NPS photo by Jim Peaco

Note: The original project timeframe was 2011-2016. That timeframe was extended to 2011-2017 due to an unfunded year to address identified issues. A No Cost Extension further extended the project to August 31, 2018.

This project focused on climate and ecosystem linkages from scales of microbes to landscapes and helped to create the statewide Montana Institute on Ecosystems.

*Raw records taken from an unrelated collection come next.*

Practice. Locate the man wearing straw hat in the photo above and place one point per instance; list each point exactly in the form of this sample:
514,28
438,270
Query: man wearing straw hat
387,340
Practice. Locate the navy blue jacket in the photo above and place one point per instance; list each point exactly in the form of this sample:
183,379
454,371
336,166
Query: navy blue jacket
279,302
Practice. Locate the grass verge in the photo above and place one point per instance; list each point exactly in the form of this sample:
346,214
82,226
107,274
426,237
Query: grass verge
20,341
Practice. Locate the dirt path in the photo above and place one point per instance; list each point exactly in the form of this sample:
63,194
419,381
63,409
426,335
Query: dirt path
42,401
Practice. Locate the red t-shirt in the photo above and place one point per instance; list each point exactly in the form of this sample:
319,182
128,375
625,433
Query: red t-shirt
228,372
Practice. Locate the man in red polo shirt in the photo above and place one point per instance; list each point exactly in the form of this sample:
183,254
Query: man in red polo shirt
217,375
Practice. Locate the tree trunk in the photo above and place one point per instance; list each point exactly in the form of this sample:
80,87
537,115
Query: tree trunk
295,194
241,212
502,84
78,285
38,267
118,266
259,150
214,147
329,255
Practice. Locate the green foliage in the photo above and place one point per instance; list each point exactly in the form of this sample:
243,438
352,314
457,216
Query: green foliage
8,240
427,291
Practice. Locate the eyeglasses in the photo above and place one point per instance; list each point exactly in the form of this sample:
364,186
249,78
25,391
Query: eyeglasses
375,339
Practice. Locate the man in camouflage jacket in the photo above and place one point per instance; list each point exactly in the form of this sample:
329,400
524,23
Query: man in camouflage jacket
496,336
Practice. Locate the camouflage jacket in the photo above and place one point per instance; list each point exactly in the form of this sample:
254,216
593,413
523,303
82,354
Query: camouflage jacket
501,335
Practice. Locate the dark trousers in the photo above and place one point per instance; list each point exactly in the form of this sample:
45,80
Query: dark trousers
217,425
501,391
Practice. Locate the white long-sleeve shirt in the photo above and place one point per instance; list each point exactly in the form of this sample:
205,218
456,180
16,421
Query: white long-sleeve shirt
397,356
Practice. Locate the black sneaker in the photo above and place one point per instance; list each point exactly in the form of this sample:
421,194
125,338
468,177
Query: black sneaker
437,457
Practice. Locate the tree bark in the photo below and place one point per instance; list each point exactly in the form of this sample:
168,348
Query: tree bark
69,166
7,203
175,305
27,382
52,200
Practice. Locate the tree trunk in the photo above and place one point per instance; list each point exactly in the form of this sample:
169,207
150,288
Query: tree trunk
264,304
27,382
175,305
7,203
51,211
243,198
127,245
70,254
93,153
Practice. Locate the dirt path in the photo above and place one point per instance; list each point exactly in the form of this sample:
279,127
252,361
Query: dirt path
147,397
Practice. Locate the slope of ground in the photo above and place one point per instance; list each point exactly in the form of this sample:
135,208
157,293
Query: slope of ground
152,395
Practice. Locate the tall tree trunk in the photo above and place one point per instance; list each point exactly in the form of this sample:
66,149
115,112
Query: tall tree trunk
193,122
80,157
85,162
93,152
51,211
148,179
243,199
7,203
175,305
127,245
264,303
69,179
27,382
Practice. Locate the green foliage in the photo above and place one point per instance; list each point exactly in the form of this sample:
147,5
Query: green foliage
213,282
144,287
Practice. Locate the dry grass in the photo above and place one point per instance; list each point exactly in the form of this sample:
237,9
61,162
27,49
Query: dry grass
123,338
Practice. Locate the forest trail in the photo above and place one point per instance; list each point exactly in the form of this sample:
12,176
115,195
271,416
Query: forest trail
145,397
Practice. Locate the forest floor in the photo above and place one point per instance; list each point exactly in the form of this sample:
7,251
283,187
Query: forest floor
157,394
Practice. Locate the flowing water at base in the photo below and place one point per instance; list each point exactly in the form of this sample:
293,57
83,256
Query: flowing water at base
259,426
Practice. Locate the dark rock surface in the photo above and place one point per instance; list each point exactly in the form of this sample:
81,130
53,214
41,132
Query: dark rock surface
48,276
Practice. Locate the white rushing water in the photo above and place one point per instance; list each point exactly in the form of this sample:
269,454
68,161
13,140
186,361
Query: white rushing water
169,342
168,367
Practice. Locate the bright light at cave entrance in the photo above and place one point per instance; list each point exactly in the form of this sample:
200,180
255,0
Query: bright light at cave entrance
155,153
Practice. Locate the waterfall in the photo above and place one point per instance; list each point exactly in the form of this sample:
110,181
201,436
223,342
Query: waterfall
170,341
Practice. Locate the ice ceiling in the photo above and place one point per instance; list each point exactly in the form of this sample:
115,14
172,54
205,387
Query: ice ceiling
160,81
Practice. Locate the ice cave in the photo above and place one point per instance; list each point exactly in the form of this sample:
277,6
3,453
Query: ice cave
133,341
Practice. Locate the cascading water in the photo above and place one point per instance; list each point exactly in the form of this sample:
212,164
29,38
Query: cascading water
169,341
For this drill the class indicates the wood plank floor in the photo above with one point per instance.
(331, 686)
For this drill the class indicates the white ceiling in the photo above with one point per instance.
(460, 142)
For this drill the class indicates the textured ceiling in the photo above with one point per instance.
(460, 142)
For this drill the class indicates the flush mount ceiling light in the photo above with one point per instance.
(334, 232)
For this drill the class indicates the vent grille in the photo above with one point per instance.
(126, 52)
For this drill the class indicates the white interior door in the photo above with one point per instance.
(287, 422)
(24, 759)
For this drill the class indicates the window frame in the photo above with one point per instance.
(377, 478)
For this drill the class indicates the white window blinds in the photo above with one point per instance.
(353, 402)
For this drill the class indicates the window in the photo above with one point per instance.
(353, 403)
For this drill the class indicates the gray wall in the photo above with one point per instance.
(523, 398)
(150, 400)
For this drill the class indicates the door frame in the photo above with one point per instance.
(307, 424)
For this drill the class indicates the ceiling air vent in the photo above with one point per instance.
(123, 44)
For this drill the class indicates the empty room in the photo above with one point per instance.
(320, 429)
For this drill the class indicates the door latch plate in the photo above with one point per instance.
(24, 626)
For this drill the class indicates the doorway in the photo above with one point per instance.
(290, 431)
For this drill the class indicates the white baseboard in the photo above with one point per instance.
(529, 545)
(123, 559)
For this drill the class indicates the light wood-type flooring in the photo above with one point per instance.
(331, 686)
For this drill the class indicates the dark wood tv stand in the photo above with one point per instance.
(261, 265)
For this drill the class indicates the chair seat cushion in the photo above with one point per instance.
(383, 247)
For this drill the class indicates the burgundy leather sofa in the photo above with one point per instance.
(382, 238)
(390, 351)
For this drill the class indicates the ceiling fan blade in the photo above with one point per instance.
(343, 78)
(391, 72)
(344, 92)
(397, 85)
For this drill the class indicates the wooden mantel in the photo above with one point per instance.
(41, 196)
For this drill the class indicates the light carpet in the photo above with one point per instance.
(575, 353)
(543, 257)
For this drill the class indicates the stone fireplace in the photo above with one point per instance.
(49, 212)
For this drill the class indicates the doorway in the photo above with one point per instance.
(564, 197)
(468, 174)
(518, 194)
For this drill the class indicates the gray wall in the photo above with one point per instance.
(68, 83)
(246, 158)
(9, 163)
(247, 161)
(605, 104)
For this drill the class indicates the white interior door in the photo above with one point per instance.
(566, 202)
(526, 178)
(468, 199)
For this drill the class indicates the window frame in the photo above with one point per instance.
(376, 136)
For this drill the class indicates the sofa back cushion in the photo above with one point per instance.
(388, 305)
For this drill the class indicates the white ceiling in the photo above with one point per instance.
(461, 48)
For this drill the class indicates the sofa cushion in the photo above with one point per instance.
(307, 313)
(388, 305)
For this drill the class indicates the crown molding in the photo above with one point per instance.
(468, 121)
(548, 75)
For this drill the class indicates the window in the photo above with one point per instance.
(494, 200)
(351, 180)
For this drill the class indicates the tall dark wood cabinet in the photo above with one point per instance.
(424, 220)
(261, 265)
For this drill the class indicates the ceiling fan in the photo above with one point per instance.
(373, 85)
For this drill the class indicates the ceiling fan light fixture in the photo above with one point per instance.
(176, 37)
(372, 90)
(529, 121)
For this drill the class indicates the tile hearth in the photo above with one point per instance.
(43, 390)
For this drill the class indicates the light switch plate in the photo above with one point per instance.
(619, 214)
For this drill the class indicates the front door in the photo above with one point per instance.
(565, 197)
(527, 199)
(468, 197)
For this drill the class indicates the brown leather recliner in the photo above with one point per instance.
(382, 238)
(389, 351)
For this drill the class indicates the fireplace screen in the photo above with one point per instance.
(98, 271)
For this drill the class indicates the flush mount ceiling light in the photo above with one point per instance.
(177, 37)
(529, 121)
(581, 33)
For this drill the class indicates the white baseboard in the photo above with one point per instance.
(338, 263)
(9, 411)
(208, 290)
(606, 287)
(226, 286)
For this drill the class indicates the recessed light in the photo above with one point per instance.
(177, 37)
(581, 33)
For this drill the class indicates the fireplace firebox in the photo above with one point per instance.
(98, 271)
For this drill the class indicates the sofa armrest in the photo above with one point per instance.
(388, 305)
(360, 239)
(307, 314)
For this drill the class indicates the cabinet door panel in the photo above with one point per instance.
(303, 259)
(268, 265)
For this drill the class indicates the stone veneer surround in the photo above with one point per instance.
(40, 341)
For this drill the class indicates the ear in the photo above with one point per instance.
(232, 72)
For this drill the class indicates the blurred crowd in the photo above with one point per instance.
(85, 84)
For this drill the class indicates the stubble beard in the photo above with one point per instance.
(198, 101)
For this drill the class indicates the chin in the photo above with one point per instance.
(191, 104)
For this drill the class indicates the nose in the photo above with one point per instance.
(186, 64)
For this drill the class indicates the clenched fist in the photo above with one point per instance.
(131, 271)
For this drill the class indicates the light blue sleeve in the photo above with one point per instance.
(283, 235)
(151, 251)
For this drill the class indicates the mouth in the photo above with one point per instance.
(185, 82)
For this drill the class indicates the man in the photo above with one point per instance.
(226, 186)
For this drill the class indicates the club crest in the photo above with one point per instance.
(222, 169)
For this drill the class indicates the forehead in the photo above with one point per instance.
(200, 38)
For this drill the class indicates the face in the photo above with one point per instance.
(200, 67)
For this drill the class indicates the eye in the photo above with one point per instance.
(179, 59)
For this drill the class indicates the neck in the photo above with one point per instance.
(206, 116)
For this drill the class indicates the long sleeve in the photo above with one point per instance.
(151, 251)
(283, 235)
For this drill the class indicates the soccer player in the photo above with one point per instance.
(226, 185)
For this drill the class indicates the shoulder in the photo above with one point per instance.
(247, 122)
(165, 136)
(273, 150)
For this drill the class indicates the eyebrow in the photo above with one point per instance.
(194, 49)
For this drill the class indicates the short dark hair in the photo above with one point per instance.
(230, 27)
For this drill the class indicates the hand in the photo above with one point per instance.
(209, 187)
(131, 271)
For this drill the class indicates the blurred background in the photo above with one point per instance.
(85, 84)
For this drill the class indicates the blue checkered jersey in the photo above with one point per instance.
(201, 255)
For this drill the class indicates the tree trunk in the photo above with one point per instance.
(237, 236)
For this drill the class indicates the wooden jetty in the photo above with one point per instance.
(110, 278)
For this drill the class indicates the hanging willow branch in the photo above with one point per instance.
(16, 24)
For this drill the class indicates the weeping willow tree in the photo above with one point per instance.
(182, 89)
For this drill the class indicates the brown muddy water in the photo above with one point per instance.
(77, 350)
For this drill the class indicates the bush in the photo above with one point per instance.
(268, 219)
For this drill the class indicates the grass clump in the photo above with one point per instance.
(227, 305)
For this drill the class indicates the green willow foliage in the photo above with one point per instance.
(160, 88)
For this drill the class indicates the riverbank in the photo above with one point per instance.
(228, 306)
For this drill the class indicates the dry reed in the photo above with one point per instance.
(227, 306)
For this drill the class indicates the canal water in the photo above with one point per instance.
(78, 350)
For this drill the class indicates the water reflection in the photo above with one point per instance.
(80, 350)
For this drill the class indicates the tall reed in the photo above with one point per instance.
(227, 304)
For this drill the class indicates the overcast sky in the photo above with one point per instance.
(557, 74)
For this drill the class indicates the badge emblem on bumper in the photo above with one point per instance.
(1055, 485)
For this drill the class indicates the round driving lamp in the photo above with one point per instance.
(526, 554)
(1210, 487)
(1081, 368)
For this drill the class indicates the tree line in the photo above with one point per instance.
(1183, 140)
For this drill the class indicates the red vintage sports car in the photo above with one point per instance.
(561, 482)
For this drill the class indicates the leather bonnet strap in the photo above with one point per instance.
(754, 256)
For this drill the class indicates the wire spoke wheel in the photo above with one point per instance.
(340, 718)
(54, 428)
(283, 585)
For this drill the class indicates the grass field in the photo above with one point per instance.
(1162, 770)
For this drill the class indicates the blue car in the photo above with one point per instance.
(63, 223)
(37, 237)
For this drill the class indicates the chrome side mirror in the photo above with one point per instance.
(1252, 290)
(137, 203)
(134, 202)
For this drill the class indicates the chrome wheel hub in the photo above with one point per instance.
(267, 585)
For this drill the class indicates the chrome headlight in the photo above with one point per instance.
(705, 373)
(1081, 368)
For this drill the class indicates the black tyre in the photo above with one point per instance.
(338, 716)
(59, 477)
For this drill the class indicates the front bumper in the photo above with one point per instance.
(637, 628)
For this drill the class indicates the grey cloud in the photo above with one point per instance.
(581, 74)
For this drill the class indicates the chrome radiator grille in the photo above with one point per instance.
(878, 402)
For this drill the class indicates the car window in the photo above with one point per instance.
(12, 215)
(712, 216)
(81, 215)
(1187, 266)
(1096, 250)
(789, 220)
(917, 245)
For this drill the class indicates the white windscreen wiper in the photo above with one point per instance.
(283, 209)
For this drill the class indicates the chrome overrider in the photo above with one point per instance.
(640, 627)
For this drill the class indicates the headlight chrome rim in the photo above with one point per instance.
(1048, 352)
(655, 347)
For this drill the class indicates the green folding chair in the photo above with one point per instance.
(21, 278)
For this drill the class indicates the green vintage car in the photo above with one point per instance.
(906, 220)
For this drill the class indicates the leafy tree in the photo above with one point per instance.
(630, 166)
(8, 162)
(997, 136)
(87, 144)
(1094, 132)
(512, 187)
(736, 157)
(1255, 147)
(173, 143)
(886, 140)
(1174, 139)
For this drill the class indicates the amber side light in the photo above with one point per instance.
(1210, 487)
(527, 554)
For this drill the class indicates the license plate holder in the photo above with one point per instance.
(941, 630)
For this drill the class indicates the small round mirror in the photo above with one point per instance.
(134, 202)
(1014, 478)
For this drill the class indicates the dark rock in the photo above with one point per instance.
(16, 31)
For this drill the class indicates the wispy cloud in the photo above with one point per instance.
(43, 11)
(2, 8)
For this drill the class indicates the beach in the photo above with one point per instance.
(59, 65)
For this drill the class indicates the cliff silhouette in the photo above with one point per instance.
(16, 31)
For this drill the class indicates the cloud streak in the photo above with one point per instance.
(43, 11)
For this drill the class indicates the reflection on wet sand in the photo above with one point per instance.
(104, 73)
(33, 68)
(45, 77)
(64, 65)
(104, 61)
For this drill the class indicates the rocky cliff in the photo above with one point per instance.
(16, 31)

Project Overview: MT EPSCoR is committed to addressing one of the critical scientific and social issues facing the nation: the effects of climate change in sustaining healthy ecosystems and economic growth. By bridging the worlds of microbiology, ecology, and climatology, the MT EPSCoR program seeks to understand the dynamics and linkages of ecosystem processes that govern how an ecosystem responds to climate change. Through this interdisciplinary and ecosystem-centric approach, the program will provide an innovative model that is both regionally relevant and nationally significant, while capitalizing on the unique resources and scientific strengths found in Montana.

SCIENCE OBJECTIVE: Ecosystem-climate linkages: Biomes to microbes -- What are the physical and biotic processes that govern ecosystem structure and function, and how will these ecosystem interactions be influenced by climate change?

Focus 1: Examining feedbacks between microbial metabolism and ecosystem processes

  • Measure microbial contributions in soil and water to C/ N cycling and transport
  • Determine temporal variability in microbial contributions to soil and water C/N cycling and transport over three to five years
  • Measure microbial response under natural disturbance (e.g. drought, fire, insect infestation, flood and imposed disturbance through experimental manipulations).
  • Examine the flux and transformation of C/N through the system in three dimensions and in relation to microbial processing of organic C/N.

Focus 2: Linking changes in landscape pattern to ecosystem process 

  • Understand the importance of ecological legacies on ecosystem processes, as measured by changes in ecosystem structure and composition.
  • Create scenarios of past, present, and future landscape-level climate change by improving current down-scaled GCM and regional climate model output.
  • Link field and modeling approaches to fill gaps in atmospheric-terrestrial-aquatic interfaces and spatial representations of C, N, and water cycling within montane watersheds.
  • Refine and develop process models for comparison of aquatic-terrestrial linkages and vegetation climate interactions.

Focus 3: Understanding impacts of climate-change through ecosystemmodeling and vulnerability

  • Integrate the novel microbial modeling algorithms into the ecosystem models developed above to simulate the interactive effects of climate, vegetation, land-use and disturbance on ecosystem structure and function, from microbial to landscape scale.
  • Assess ecosystem vulnerability focusing on the Great Northern Landscape Conservation Cooperative (GNLCC), which encompasses a wide range of federal and state-managed lands in Montana and the interior Northwest, including many underserved communities.

Integration: Projects that support and link the three Focus Areas.

  • This project component is a year 2 modification from the original science objectives.

Social-Ecological Systems Initiative: Integration of social-ecological systems (aka coupled natural and human systems) inquiry in the total portfolio of research capacity in the IoE to better understand Montana's ecosystems undergoing rapid change.

  • This project component is a year 2 modification from the original science objectives.